Characterization of pulmonary pathophysiology, serum inflammation, and postmortem histopathology in an individual patient with coronavirus disease 2019 (COVID-19). This patient was intubated and ventilated on day 1 (27 d follow symptom onset), placed onto extracorporeal membrane oxygenation on day 7, and succumb to COVID-19 on day 16. A, Graph displaying daily measures of Pao₂/Fio₂ (blue, graphed on right-hand y-axis) and interleukin-6 (IL-6) (orange, graphed on left-hand y-axis) during 1 wk of ICU stay. B, Chest radiographs (L, left; R, right) of patient 7 taken on days 0, 3, 15, and 16. C, Chest CT scans taken on days 3 and 15, with two axial slices shown per day. D–F, Postmortem lung histopathology. D, Scanning low power micrograph showing large zones of atelectatic and fibrotic parenchyma with compressed and obliterated airspaces.
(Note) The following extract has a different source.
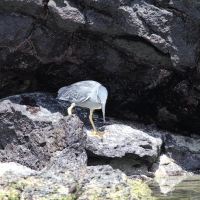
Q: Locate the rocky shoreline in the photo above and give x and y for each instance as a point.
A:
(41, 144)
A small organizing pulmonary arterial thrombus is identified (arrow) (hematoxylin and eosin stain; bar = 1 mm). E, Higher magnification of one of the advanced zones of fibrosis demonstrating collagenized granulation tissue plugs, with a slight arborizing pattern, filling airspaces (white and black asterisks). Movat pentachrome stain (a connective tissue stain; alveolar and vascular elastica stain black) (bar = 125 μm). F, Medium magnification demonstrating a hyaline membrane (white arrow) applied to the inner wall of an alveolus. An adjoining alveolus is lined with hyperplastic type II pneumocytes showing reactive cytological atypia (hematoxylin and eosin stain; bar = 250 μm). br = bronchioles.

Figure 4.

Cross-platform validation of serum interleukin-6 (IL-6) quantification using the Quanterix Simoa HD-1 (Billerica, MA) and Siemens ADVIA Centaur XP platforms (Munich, Germany). IL-6 was quantified in 39 serum samples on both the Quanterix and Siemens platforms. All measures were performed in duplicate. A, Scatter-plot of IL-6 quantified using Quanterix (x-axis) versus Siemens (y-axis). Data were analyzed using a Spearman correlation (Rho, 0.903; 95% CI, 0.819–0.949; p < 0.0001). B, Bland-Altman plot of average IL-6 versus % bias ([Quanterix–Siemens]/average) × 100%. The mean (sd) bias (41.8% [58.3]) is noted by a red line, and 95% limit of agreement (–72%, 156%) is noted by black horizontal lines.